What if the railway constructed by the Japanese for colonization usage could be used as a massive linear urban void space, to connect scarce habitats within a crowded city...?
What if formal massive industrial devices can still serve other purposes in the coming future, and live their new life...?
What if the main urban regenerate strategy is overlapping, instead of wiping all out?
What if manmade constructions can become mediators between human activities and natural landscapes, complex historical and cultural conflicts...?




Tokyo Student Summer Seminar: 1*3 - free-stand prepressed structure
Designer within a 6-persons group / 2017
We start from a simple mechanic system that three bars can stand on the ground once they're bounded by a ring, and gradually came up with an arch form, an intriguing bar structure that can easily be assembled.

Resilience @ OLIN
Researcher within a 4-persons group/ 2024
Intern designers at OLIN collectively edited a report about contemporary definition and application of "resilience planning and design". The 2-month project includes conducting research of legacy projects, holding workshops, and having discussions with the whole office's designers and partners.

Cement Age / Concrete Nation Forum, Fisher Fine Arts Library, UPenn
Selected studio work / 2024
The conference organized by Professor Frank Matero focuses on the history and revolution of cement and concrete within the United States.
My studio work was selected for its creativity at the former Portland Cement limestone quarry.

Baywatch: Mediated Coastal Environments
Researcher within a 4-persons group/ 2024
The design-research project led by Professor Keith Vandersys uses both physical and digital tools to simulate the sedimentation, flow dynamics, and sea level rise.
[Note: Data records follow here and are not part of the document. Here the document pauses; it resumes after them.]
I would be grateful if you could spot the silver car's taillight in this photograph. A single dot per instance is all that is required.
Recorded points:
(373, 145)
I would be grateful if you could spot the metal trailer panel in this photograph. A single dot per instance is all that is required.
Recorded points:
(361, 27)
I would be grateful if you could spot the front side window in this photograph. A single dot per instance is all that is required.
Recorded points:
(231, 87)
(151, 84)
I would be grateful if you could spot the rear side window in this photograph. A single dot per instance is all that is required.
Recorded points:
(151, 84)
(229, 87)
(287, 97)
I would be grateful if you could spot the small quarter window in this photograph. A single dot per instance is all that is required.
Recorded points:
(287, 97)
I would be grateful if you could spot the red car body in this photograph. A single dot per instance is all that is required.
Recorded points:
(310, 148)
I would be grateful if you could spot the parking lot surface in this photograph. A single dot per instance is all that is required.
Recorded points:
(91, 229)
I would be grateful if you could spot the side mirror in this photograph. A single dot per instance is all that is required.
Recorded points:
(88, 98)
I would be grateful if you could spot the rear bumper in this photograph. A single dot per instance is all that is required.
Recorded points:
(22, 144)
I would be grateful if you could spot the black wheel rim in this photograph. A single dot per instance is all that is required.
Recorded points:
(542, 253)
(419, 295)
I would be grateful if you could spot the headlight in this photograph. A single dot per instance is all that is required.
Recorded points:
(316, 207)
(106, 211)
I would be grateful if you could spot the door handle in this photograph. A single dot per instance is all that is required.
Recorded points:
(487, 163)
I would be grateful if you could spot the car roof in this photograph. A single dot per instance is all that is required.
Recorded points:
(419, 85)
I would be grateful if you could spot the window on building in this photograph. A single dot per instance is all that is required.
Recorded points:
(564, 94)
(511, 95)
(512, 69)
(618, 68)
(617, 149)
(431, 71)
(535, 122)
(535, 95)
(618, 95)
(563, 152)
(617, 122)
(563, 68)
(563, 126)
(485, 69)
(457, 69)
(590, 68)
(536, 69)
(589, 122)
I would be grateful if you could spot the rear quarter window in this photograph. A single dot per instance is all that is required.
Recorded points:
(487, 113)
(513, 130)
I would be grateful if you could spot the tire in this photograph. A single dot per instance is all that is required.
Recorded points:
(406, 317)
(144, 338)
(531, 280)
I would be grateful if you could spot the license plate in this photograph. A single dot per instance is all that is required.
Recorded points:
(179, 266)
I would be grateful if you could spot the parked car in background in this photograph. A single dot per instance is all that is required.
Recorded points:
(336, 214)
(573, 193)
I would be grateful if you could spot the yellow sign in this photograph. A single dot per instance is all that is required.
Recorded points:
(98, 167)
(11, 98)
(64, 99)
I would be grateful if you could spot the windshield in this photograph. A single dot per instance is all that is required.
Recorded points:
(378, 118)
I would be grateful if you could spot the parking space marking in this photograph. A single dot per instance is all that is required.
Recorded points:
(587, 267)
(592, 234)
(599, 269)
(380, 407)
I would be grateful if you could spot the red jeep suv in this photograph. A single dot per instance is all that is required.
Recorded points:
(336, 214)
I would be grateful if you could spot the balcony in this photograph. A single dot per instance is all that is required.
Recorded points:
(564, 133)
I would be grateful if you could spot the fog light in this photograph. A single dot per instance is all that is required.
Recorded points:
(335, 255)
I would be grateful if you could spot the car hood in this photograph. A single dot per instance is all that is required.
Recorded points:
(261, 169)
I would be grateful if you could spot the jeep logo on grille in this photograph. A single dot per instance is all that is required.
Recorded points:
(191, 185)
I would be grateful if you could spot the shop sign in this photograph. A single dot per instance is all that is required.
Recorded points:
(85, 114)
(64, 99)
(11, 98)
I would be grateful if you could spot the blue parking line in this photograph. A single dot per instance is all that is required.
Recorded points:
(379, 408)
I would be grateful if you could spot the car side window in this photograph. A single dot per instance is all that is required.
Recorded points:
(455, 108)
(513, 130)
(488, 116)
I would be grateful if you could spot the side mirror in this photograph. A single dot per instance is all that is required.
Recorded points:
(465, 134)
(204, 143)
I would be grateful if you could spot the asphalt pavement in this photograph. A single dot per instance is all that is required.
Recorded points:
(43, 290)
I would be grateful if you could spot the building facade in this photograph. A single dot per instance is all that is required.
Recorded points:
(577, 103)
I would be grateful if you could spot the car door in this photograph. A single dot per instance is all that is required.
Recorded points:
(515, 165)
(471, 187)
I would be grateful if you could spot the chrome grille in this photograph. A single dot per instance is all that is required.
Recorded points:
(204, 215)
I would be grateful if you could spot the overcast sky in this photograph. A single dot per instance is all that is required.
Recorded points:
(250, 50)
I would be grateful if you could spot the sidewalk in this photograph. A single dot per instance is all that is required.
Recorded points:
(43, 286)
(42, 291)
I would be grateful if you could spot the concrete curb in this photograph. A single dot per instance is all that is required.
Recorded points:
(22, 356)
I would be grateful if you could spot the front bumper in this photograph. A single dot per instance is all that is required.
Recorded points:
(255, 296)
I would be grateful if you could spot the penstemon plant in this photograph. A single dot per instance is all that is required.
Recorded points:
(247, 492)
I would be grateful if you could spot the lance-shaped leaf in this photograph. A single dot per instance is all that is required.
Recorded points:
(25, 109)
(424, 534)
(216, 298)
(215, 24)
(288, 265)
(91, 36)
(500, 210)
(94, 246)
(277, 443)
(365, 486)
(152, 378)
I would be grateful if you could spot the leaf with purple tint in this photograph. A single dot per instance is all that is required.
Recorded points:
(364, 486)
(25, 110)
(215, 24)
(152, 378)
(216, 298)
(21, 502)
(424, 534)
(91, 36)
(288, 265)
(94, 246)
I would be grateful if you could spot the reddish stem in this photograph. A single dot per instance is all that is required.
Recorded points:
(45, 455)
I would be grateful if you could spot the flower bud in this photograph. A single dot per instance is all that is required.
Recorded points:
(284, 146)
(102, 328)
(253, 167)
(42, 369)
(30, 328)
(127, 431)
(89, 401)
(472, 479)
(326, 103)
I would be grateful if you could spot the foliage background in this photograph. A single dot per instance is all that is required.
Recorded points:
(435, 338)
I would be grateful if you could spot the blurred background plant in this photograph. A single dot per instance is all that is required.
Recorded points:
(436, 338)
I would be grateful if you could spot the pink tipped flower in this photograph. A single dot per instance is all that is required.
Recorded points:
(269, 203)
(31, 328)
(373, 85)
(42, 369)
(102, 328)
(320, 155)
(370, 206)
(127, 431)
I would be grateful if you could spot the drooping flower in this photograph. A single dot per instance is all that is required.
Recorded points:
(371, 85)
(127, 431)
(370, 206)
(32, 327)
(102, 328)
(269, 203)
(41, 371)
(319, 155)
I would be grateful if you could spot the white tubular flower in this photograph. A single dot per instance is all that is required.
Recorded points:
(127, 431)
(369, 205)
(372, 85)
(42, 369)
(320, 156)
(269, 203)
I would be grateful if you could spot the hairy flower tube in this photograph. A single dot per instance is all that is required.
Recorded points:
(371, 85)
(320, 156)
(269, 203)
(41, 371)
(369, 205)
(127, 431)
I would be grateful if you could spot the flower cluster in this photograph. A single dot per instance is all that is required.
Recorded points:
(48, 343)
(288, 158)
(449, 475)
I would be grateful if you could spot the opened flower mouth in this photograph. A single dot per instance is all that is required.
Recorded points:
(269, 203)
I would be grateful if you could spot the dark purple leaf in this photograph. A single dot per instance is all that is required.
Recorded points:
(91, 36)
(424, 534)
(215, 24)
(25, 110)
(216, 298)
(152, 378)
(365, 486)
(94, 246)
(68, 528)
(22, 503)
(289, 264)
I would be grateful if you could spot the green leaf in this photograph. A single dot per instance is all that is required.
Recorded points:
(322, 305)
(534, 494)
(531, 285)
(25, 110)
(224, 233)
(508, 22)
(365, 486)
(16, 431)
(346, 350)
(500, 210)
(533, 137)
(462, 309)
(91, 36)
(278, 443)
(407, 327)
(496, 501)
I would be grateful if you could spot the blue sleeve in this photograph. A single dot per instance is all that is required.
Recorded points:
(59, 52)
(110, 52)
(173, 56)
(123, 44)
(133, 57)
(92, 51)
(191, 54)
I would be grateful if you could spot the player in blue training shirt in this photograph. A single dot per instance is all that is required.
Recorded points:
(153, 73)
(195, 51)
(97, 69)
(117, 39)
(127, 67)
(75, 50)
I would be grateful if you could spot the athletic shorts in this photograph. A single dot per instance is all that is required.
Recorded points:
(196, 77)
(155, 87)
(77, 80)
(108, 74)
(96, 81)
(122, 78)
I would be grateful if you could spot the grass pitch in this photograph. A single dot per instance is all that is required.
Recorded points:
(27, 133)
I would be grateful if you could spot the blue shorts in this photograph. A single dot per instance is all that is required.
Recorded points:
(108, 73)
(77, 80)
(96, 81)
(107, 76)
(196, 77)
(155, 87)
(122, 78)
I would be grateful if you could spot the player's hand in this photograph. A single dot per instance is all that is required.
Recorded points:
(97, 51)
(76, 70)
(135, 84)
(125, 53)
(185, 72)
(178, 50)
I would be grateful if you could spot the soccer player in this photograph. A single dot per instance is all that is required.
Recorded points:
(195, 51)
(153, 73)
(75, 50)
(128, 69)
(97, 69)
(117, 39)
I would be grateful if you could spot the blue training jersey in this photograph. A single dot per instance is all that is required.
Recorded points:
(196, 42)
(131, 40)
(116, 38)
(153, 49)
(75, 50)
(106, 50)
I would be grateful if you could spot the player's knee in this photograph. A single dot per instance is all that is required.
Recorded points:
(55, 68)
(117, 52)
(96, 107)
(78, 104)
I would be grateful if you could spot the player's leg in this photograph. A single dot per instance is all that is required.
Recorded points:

I was collaborating with group members to design retention strategies for protecting terrapine habitats in Maurice Bay, New Jersey.

UPenn
Core Studio 601+602
Teaching Assistant / 2024-2025
I was invited and selected as TA to assist students' works on regional research, design process, and production. I really enjoy the process of understanding the students' struggles, clarifying their thoughts, and collaboratively finding alternative solutions to their projects.

Above the Cloud》
Author and Editor / 2018 (published)
The photography diary includes site-specific records and my thoughts about architecture and splendid landscapes during my internship in Yunnan, China. After I published the diary, I also held several lectures to share my personal experiences and images with my classmates, school faculties, and the public.